TNK-Tissue Plasminogen Activator in Acute Myocardial Infarction
Results of the Thrombolysis in Myocardial Infarction (TIMI) 10A Dose-Ranging Trial
Background TNK-tissue plasminogen activator (TNK-TPA) is a genetically engineered variant of TPA, which in experimental models has a slower plasma clearance and greater fibrin specificity and is 80-fold more resistant to plasminogen activator inhibitor-1 than alteplase TPA.

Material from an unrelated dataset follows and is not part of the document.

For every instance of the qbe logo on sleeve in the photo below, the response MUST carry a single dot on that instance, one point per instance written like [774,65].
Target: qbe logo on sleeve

Methods and Results The Thrombolysis in Myocardial Infarction (TIMI) 10A trial was a Phase 1, dose-ranging pilot trial designed to evaluate the pharmacokinetics, safety, and efficacy of TNK-TPA in patients with acute myocardial infarction. One hundred thirteen patients with acute ST-segment elevation myocardial infarction presenting within 12 hours and without contraindications to thrombolysis were enrolled and treated with a single bolus of TNK-TPA over 5 to 10 seconds with doses ranging from 5 to 50 mg. TNK-TPA demonstrated a plasma clearance of 151±55 mL/min and a half-life of 17±7 minutes. Comparable values for wild-type TPA are 572±132 mL/min and 3.5±1.4 minutes, respectively. Systemic fibrinogen and plasminogen levels fell by only 3% and 13%, respectively, at 1 hour after TNK-TPA administration. TIMI grade 3 flow at 90 minutes was achieved in 57% to 64% of patients at the 30- to 50-mg doses. Seven patients (6.2%) experienced a major hemorrhage, which occurred at a vascular access site in six patients.

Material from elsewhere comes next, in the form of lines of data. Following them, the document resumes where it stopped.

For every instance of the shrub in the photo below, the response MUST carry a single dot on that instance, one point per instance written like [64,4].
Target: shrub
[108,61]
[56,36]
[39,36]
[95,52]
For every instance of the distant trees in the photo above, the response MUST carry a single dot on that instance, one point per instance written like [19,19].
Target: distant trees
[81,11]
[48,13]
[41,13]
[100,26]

Conclusions TNK-TPA has a prolonged half-life so it can be administered as a single bolus. TNK-TPA appears to be very fibrin specific, and the initial patency and safety profiles are encouraging. Further study of this new thrombolytic agent is ongoing.
Thrombolytic trials in acute MI over the past decade have shown that early achievement of TIMI grade 3 flow in the infarct-related artery is associated with reduced mortality.1 2 3 4 5 6 7 8 In addition, rapid time to treatment2 9 10 and prehospital treatment may also be beneficial,11 12 and these can be facilitated by simpler thrombolytic dosing regimens, such as a bolus regimen. Thus, research has focused on developing thrombolytic agents that are more potent, safer, and easier to administer.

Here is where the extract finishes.